Recall + LLM in one call. Returns answer text, citations, full provenance, and timings.
POST /v1/answer
Recall + LLM composed into one round-trip. Returns the LLM answer plus the same pack_id, provenance, and citations you'd get from /v1/recall — /v1/answer is not an opaque endpoint; it's literally recall ⊕ LLM call.

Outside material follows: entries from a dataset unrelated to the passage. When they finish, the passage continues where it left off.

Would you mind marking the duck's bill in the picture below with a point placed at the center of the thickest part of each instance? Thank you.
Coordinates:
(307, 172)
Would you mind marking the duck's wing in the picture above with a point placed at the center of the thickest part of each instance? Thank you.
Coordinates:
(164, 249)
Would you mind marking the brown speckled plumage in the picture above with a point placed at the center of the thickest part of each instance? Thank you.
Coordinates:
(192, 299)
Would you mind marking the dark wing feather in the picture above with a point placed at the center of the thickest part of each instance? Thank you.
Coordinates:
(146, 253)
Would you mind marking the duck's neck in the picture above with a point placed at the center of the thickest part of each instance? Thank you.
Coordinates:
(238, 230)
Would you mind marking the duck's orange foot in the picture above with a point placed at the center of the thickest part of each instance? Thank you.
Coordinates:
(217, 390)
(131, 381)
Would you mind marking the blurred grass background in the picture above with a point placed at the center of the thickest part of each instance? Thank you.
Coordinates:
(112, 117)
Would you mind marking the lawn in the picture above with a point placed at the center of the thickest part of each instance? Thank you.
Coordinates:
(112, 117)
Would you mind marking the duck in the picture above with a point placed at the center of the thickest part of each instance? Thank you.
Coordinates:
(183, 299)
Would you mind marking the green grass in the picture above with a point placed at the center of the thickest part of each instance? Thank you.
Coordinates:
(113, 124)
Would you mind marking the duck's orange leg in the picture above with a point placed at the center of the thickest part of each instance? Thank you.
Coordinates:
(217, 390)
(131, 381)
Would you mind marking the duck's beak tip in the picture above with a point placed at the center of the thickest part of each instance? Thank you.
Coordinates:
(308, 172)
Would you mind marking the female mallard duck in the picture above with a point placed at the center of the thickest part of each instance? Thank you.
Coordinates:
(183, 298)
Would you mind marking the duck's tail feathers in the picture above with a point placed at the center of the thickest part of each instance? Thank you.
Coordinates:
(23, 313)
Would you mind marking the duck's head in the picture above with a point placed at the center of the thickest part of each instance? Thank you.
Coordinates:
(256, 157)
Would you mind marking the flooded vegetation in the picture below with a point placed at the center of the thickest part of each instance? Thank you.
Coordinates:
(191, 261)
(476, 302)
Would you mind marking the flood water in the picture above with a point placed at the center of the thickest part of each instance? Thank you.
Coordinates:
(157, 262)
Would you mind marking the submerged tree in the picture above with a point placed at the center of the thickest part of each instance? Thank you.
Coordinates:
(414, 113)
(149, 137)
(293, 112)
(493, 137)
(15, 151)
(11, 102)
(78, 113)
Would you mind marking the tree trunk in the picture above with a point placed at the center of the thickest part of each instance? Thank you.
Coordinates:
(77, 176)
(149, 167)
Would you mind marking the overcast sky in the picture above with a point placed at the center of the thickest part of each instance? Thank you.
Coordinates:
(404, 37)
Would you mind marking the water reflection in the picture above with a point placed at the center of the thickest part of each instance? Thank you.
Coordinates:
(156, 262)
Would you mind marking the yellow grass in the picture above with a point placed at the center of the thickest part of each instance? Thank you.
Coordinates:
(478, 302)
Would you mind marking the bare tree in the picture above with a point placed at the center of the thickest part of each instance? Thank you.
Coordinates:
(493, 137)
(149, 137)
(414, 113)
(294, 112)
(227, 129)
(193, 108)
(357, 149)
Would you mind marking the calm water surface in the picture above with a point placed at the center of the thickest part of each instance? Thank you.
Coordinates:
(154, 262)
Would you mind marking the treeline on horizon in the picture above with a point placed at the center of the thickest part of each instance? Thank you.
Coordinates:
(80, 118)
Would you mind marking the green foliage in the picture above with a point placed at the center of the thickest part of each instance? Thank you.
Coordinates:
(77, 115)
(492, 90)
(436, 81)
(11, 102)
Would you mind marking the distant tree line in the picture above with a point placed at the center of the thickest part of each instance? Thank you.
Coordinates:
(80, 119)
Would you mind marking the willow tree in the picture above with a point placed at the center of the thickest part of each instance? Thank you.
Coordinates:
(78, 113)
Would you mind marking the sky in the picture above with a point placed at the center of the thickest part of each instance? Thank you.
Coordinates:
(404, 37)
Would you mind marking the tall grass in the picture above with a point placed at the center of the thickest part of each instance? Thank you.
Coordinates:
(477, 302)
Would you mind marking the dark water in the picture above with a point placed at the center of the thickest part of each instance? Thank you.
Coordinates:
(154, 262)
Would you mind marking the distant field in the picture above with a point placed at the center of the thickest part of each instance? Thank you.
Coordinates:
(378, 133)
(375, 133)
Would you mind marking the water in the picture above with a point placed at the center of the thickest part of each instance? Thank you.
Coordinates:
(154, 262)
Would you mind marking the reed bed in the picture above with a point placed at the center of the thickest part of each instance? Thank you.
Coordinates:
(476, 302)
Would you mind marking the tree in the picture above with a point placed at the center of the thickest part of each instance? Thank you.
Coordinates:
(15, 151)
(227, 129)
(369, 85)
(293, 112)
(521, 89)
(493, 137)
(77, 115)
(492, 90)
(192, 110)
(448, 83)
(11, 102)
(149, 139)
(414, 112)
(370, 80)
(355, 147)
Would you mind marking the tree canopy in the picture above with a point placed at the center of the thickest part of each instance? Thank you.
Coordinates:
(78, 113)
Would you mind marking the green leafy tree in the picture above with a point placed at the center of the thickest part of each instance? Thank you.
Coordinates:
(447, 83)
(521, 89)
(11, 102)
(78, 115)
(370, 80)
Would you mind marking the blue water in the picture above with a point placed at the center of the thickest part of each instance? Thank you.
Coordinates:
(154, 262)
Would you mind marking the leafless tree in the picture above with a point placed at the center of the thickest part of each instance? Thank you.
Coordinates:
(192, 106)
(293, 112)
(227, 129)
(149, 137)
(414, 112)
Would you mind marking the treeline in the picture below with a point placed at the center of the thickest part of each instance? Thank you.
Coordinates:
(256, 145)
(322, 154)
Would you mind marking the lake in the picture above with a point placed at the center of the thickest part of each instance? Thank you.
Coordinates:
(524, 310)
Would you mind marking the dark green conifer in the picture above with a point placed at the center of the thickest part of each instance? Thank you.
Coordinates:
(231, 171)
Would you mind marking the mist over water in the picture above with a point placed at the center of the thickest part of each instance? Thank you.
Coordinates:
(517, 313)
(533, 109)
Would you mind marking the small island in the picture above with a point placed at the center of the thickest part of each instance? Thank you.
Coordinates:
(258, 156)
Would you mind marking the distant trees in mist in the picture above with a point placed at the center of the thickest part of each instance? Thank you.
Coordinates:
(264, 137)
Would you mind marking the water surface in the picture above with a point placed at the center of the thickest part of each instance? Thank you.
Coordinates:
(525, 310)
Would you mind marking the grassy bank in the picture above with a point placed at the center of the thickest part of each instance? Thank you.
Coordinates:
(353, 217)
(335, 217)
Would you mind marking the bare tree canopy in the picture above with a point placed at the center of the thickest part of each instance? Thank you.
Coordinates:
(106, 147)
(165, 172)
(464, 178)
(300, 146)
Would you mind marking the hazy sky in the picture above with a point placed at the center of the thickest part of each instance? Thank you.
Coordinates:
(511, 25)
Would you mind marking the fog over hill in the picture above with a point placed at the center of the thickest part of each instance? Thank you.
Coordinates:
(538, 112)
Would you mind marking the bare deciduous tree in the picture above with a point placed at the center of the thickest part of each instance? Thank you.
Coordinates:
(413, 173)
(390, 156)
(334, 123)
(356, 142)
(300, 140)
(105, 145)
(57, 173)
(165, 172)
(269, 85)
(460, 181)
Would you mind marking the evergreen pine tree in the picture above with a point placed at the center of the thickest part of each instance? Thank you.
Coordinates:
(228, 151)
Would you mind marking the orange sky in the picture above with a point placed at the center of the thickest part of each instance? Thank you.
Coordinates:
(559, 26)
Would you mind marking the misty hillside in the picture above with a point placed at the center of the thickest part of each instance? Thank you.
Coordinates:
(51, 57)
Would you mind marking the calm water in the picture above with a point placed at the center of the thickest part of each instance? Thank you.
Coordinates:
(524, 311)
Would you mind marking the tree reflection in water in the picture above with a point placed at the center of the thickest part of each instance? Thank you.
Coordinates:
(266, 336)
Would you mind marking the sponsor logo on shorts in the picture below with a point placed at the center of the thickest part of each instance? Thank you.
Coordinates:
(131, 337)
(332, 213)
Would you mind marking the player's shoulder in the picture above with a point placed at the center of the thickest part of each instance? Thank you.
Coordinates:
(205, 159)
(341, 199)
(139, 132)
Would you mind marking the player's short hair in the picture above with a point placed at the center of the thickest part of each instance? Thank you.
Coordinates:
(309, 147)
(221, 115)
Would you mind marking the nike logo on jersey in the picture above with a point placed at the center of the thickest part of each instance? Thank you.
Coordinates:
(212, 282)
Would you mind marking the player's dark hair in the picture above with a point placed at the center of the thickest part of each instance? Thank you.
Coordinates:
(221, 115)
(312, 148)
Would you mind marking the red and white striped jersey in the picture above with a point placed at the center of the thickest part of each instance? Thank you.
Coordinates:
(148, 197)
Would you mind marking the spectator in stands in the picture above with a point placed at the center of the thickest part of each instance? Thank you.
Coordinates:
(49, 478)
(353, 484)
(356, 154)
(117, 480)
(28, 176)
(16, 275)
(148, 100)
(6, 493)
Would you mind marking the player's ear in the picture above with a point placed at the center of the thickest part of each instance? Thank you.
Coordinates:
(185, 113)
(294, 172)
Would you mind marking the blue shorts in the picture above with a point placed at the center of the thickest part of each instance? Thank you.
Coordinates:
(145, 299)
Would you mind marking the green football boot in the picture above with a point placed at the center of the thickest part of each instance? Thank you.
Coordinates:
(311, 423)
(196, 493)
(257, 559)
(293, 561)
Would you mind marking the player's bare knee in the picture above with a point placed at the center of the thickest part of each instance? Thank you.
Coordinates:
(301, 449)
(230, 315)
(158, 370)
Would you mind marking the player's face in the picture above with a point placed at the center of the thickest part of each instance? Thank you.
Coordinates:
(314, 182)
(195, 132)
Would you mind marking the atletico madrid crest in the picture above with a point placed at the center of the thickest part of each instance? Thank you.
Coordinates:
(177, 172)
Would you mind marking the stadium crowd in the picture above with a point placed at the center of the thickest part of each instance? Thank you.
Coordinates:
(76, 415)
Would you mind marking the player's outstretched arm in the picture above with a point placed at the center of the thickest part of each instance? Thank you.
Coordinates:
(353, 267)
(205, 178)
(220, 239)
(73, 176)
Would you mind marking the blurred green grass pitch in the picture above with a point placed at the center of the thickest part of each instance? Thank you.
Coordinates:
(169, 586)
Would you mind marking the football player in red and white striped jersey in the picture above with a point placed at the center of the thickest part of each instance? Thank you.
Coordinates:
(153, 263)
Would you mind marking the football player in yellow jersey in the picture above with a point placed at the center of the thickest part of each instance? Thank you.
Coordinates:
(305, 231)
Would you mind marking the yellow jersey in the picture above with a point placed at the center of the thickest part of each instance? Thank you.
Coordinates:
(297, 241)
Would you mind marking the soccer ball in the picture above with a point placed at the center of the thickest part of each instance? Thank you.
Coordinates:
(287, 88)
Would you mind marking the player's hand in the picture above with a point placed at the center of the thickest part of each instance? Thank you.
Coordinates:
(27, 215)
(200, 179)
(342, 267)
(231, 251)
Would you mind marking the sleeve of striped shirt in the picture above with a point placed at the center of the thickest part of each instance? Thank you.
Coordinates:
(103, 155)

For raw retrieval without the LLM step, use POST /v1/recall.
Capability
scope.read.local(always)- Traversal caps per
view llm.invokediagnostics.readwhendiagnostics ≠ "none"
Request
{
"scope": "org:acme/dept:eng/user:alice",
"view": "holistic",
"question": "Did Acme renew?",
"answer_model": "claude-opus-4-6",
"answer_max_tokens": 1500,
"include": ["beliefs", "facts", "episodes"],
"temporal": { "natural": "last 30 days" },
"budgets": { "max_tokens": 4000, "per_layer_limits": { "facts": 20, "beliefs": 10 } },
"citation_mode": "inline_with_markers",
"diagnostics": "summary",
"use_pack_id": null,
"stream": false
}
| Field | Type | Notes |
|---|---|---|
question | string | The user's question. |
answer_model | string | LLM identifier (provider-routed). Server-side default: claude-opus-4-6. |
answer_max_tokens | int | Output cap. Default 1500. |
use_pack_id | string | null | Skip recall and reuse a previously generated pack (60 s TTL). When set, recall fields are ignored. |
| (other fields) | — | Same semantics as /v1/recall. |
Response
{
"pack_id": "pack_01HX...",
"answer": "Acme upgraded to 200 seats on 2026-05-13. They did not renew their previous contract; they signed a new one. [1][2]",
"citations": [
{ "marker": "[1]", "layer": "fact", "id": "fact_01HX...", "support_strength": 0.91 },
{ "marker": "[2]", "layer": "event", "id": "evt_01HX...", "support_strength": 0.87 }
],
"provenance": { "trail": [...], "citations": {...} },
"diagnostics": {
"recall_ms": 412,
"llm_ms": 814,
"total_ms": 1240,
"pack_used": { "facts": 5, "beliefs": 2, "episodes": 1 },
"answer_model": "claude-opus-4-6",
"answer_tokens": { "prompt": 1284, "completion": 218 }
},
"as_of": "2026-05-15T10:42:09Z"
}
Streaming — ?stream=true
Token-by-token streaming. Event sequence:
event: token data: { "text": "Acme " }
event: token data: { "text": "upgraded " }
...
event: citations data: [ { "marker": "[1]", ... } ]
event: provenance data: { "trail": [...], "citations": {...} }
event: diagnostics data: { "recall_ms": 412, "llm_ms": 814, "total_ms": 1240 }
event: done data: { "pack_id": "pack_01HX...", "as_of": "..." }
Returns X-Cortex-Stability: experimental until the token-stream UX is pinned.